肌动蛋白网络动力学如何控制肌动蛋白运动的启动。

How actin network dynamics control the onset of actin-based motility.

机构信息

Laboratoire de Physiologie Cellulaire Végétale, Institut de Recherches en Technologies et Sciences pour le Vivant, Centre National de la Recherche Scientifique/Commissariat à l'Energie Atomique et aux énergies alternatives/Institut National de la Recherche Agronomique/Université Joseph Fourier, 38054 Grenoble, France.

出版信息

Proc Natl Acad Sci U S A. 2012 Sep 4;109(36):14440-5. doi: 10.1073/pnas.1117096109. Epub 2012 Aug 20.

DOI:10.1073/pnas.1117096109

PMID:22908255

原文链接:https://pmc.ncbi.nlm.nih.gov/articles/PMC3437907/

Abstract

Cells use their dynamic actin network to control their mechanics and motility. These networks are made of branched actin filaments generated by the Arp2/3 complex. Here we study under which conditions the microscopic organization of branched actin networks builds up a sufficient stress to trigger sustained motility. In our experimental setup, dynamic actin networks or "gels" are grown on a hard bead in a controlled minimal protein system containing actin monomers, profilin, the Arp2/3 complex and capping protein. We vary protein concentrations and follow experimentally and through simulations the shape and mechanical properties of the actin gel growing around beads. Actin gel morphology is controlled by elementary steps including "primer" contact, growth of the network, entanglement, mechanical interaction and force production. We show that varying the biochemical orchestration of these steps can lead to the loss of network cohesion and the lack of effective force production. We propose a predictive phase diagram of actin gel fate as a function of protein concentrations. This work unveils how, in growing actin networks, a tight biochemical and physical coupling smoothens initial primer-caused heterogeneities and governs force buildup and cell motility.

摘要

细胞利用其动态肌动蛋白网络来控制其力学和运动性。这些网络由由 Arp2/3 复合物产生的分支肌动蛋白丝组成。在这里，我们研究分支肌动蛋白网络的微观组织在什么条件下会产生足够的应力来触发持续的运动。在我们的实验设置中，动态肌动蛋白网络或“凝胶”在含有肌动蛋白单体、成核蛋白、Arp2/3 复合物和加帽蛋白的受控最小蛋白系统中在坚硬的珠子上生长。我们改变蛋白质浓度，并通过实验和模拟来跟踪围绕珠子生长的肌动蛋白凝胶的形状和力学特性。肌动蛋白凝胶的形态由包括“引物”接触、网络生长、缠结、力学相互作用和力产生在内的基本步骤控制。我们表明，改变这些步骤的生化协调作用会导致网络内聚性的丧失和有效力产生的缺乏。我们提出了一个作为蛋白质浓度函数的肌动蛋白凝胶命运的预测相图。这项工作揭示了在生长的肌动蛋白网络中，紧密的生化和物理偶联如何平滑初始引物引起的异质性，并控制力的建立和细胞的运动性。

相似文献

How actin network dynamics control the onset of actin-based motility.

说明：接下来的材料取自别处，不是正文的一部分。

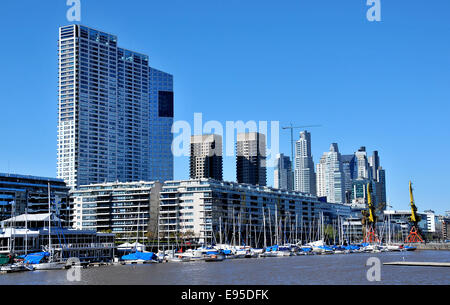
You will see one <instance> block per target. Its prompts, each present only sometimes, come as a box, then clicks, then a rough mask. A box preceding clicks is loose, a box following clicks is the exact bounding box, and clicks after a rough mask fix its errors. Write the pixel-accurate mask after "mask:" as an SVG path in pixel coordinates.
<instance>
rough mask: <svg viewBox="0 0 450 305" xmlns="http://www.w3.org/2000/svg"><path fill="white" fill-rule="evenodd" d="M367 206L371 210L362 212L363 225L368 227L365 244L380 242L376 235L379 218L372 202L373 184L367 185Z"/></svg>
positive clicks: (365, 236)
mask: <svg viewBox="0 0 450 305" xmlns="http://www.w3.org/2000/svg"><path fill="white" fill-rule="evenodd" d="M367 204H368V207H369V209H368V210H363V211H362V215H363V219H362V224H363V225H365V226H366V232H365V234H364V242H369V243H373V242H379V239H378V235H377V233H376V223H377V216H376V212H375V206H374V204H373V201H372V183H368V184H367Z"/></svg>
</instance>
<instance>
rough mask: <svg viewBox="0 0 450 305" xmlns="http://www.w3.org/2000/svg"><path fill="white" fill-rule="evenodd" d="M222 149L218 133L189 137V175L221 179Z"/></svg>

Proc Natl Acad Sci U S A. 2012 Sep 4;109(36):14440-5. doi: 10.1073/pnas.1117096109. Epub 2012 Aug 20.

In silico reconstitution of actin-based symmetry breaking and motility.

PLoS Biol. 2009 Sep;7(9):e1000201. doi: 10.1371/journal.pbio.1000201. Epub 2009 Sep 22.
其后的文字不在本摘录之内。